Sometimes you don't want to have to fight for a job, simply choose what you want and click 'accept'.
Thats how I see it anyway. The pay does increase, but not to the same level as my other clients. But my other clients simply do nothave the same level of guaranteed work as textbroker.
Okay. That makes sense. There are sites like BrightHub, Seed and CC where you feel like you're fighting for titles/topics. But have you looked into DS or Break Studios or something like that? Both offer pretty guaranteed work, quick pay and (most importantly) MORE pay. (Although I haven't written anything for Break yet, but a bunch of my friends have. They're relatively new.)
I have written for textbroker. It's not bad if you can go fast. When the right articles are available, it's possible to make $20 an hour.
I also write for demand studios, break studios, and I'm testing for wisegeek. MUCH better pay at those places if you're interested in upfront pay writing, but Textbroker is still good to do sometimes, especially if you can't find something to write anywhere else you're signed up with. Like the OP said, $1 is a $1.
oli right, TE editor wrong - it happens.
Im with Lisa, when I still wrote for upfront payments the DS pay 15+ for 300-500 words was always a better option than the prices your quoting for TE!
DS / AC and all the human edited content farms often send dumb revision requests, just part of the process.

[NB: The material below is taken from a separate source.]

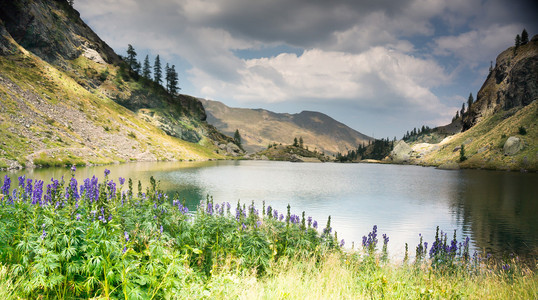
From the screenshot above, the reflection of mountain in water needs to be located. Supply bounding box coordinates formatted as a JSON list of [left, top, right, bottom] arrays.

You want intelligent editors..get a writers market and start submitting your writing to print media FIRST -if it doesnt sell publish it for for revshare later
http://www.google.com/search?client=ope … p;oe=utf-8
I got a cushy job as a ghost writer for one of the major British newspaper through a friend. Not really attempted print media since then though!
Do you have any good places to publish for print media, it might be an avenue of income I would be interested in exploring.
I keep meaning to sign up for demand studios, waiting for my authorization to work to come through from immigration though!
Oli, Ditto what SF said about Writer's Market. But...if your writing is clean, clear and concise, don't be afraid to pitch small magazines. Thar's good money in them thar hills!
Wow, I can't believe a Textbroker editor actually changed "get your money's worth" to "get your monies worth." It almost seems like that editor is not a native English speaker. You should email the head of the editorial department to let them know.